I primi esiti dell’autopsia di Abderrahim Fakir riaccendono l’attenzione sulla morte del 42enne, avvenuta domenica a Bologna dopo l’intervento delle forze dell’ordine e del personale di soccorso. L’esame disposto dalla Procura di Bologna, eseguito all’ospedale Sant’Orsola, avrebbe riscontrato una rilevante presenza di sangue nei polmoni.
Il dato, secondo le prime valutazioni medico-legali, è in linea con quanto sarebbe già emerso dalla Tac effettuata prima dell’esame autoptico. Gli accertamenti dovranno ora stabilire con precisione l’origine dell’emorragia e chiarire se essa abbia avuto un ruolo diretto nel decesso di Fakir.

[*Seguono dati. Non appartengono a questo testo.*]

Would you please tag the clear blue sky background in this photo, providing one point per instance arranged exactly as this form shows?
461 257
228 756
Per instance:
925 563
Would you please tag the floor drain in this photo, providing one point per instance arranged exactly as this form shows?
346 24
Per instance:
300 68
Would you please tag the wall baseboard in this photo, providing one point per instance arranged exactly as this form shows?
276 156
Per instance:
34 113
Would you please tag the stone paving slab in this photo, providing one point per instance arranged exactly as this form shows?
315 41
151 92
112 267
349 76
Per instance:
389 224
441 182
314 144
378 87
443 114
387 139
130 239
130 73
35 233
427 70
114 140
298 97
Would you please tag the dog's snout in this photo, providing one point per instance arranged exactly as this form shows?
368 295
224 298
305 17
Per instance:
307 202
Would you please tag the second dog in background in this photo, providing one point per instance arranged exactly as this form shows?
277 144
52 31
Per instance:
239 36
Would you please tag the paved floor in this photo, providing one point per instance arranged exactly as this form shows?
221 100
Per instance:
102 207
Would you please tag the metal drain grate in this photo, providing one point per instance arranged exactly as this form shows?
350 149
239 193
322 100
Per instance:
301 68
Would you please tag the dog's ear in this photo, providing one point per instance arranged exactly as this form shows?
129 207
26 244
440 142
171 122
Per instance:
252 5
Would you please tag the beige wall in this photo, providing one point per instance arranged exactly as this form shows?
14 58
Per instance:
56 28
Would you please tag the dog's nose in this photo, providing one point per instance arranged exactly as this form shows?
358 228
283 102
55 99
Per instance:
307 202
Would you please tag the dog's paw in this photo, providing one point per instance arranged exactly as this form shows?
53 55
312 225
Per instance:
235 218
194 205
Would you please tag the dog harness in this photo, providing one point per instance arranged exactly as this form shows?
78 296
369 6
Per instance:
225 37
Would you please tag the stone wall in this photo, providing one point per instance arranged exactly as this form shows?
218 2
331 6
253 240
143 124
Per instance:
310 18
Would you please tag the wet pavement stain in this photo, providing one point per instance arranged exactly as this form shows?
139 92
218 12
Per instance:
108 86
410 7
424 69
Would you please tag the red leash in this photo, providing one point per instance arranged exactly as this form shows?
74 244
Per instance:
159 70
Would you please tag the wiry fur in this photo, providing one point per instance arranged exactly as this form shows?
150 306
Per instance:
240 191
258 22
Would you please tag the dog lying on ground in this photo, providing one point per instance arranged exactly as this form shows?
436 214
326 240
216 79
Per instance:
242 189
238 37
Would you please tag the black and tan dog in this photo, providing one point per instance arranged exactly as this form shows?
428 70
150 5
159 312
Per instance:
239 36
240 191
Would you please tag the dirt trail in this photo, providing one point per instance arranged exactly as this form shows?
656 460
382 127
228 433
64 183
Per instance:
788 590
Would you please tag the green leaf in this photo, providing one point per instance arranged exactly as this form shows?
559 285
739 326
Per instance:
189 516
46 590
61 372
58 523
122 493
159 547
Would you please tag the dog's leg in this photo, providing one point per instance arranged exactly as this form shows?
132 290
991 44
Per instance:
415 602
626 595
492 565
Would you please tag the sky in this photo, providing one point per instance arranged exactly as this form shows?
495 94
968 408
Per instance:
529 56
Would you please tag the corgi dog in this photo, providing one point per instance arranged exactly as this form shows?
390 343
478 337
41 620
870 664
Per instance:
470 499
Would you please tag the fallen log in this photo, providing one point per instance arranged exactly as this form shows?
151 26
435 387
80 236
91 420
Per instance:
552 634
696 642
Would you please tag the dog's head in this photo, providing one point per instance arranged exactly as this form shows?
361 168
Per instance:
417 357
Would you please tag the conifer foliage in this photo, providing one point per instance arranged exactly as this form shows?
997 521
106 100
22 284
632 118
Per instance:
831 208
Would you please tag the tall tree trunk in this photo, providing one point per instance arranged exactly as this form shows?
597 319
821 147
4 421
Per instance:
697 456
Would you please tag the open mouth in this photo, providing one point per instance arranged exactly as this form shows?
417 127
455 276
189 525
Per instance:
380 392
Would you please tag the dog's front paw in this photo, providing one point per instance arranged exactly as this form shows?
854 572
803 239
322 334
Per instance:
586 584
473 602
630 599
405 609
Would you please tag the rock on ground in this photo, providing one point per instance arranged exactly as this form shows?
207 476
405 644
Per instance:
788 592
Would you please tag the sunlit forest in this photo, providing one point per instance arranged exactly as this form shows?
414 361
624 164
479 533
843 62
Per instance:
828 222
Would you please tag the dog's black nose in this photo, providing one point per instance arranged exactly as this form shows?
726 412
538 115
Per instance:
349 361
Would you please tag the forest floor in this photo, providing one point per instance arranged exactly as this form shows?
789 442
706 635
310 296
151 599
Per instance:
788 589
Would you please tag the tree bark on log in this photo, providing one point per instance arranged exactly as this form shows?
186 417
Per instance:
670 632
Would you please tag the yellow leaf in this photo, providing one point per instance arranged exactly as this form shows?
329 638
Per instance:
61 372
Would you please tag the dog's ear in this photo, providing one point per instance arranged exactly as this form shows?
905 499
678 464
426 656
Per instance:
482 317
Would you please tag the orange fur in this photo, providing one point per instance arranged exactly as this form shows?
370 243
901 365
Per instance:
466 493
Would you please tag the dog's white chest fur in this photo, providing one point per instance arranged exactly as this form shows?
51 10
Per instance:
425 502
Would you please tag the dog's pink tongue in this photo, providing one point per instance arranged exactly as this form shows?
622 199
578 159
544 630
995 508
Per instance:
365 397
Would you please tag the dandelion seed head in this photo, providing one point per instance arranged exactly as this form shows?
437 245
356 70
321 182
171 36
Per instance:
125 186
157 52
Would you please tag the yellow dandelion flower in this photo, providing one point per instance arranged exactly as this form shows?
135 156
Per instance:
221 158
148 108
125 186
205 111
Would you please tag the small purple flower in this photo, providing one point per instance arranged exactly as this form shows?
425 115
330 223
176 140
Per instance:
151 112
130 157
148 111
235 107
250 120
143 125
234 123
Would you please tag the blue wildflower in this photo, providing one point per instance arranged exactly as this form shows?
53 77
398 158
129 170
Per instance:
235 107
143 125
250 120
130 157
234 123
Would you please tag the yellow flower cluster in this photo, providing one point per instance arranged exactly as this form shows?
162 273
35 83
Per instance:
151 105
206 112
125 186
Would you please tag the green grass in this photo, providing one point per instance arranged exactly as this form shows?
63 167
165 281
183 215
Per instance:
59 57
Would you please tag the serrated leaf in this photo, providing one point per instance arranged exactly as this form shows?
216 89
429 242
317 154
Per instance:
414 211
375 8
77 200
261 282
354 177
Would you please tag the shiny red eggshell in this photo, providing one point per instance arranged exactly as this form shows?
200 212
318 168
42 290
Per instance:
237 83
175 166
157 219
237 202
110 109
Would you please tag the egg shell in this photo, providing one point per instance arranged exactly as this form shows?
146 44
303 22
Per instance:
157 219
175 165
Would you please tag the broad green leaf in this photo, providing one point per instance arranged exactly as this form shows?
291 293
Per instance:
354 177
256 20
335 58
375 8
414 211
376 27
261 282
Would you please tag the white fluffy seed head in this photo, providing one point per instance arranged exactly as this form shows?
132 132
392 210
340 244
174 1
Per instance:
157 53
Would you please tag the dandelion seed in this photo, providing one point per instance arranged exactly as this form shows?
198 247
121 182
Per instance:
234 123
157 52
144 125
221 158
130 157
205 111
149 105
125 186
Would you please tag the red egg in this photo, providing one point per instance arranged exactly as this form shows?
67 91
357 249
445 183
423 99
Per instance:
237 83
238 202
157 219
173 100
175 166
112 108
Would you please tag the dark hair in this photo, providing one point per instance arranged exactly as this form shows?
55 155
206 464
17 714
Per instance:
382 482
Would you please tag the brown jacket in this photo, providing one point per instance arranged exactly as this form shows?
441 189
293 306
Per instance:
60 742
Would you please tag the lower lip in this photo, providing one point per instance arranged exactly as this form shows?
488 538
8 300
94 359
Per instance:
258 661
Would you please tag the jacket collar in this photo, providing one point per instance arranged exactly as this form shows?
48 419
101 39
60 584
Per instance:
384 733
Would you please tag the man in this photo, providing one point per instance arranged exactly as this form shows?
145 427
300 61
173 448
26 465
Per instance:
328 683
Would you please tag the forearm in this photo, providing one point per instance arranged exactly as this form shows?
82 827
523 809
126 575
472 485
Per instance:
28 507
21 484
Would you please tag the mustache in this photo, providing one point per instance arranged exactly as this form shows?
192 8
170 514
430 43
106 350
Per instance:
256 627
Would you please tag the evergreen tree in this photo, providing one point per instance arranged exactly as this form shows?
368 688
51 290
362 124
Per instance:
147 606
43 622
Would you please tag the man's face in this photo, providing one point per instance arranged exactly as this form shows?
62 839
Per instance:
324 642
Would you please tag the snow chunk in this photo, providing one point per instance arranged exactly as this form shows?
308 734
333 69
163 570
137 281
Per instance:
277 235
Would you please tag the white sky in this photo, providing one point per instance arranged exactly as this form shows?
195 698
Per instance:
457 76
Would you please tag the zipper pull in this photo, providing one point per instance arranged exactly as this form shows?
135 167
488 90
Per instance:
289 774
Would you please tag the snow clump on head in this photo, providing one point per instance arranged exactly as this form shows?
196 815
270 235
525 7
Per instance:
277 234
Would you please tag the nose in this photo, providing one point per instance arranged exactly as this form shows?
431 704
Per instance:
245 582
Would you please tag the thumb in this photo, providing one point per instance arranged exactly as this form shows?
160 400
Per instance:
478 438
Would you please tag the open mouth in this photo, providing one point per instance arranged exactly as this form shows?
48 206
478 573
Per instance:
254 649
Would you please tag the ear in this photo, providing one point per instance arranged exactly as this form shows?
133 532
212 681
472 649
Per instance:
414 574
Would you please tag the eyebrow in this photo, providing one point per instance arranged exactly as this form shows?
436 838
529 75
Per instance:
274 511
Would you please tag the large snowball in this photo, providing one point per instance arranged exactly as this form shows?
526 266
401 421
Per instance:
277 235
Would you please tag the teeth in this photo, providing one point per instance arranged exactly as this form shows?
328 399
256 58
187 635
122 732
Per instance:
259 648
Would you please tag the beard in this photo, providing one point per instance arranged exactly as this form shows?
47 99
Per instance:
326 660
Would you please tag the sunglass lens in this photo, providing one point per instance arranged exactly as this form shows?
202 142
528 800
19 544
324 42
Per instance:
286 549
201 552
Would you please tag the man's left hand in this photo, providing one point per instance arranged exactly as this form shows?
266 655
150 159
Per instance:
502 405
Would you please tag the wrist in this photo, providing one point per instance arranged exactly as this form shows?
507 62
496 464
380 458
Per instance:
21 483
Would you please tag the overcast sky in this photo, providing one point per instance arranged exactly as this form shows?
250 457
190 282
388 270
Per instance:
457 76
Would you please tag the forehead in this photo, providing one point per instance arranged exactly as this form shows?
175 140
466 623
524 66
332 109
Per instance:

Autopsia di Fakir, cosa indicano i primi riscontri
La presenza di sangue nelle vie respiratorie e nei polmoni potrebbe essere compatibile con un soffocamento provocato dal sangue stesso. Si tratta tuttavia di una valutazione iniziale, che non consente ancora di indicare una causa definitiva della morte. I periti sono chiamati a ricostruire il quadro clinico completo, verificando eventuali fattori concomitanti.
All’autopsia erano presenti anche i consulenti delle parti. La famiglia di Abderrahim Fakir è stata assistita da un medico-legale incaricato dall’avvocato Fabio Anselmo; un altro consulente ha seguito le operazioni per il legale dei due poliziotti e dei quattro operatori del 118 coinvolti nei soccorsi.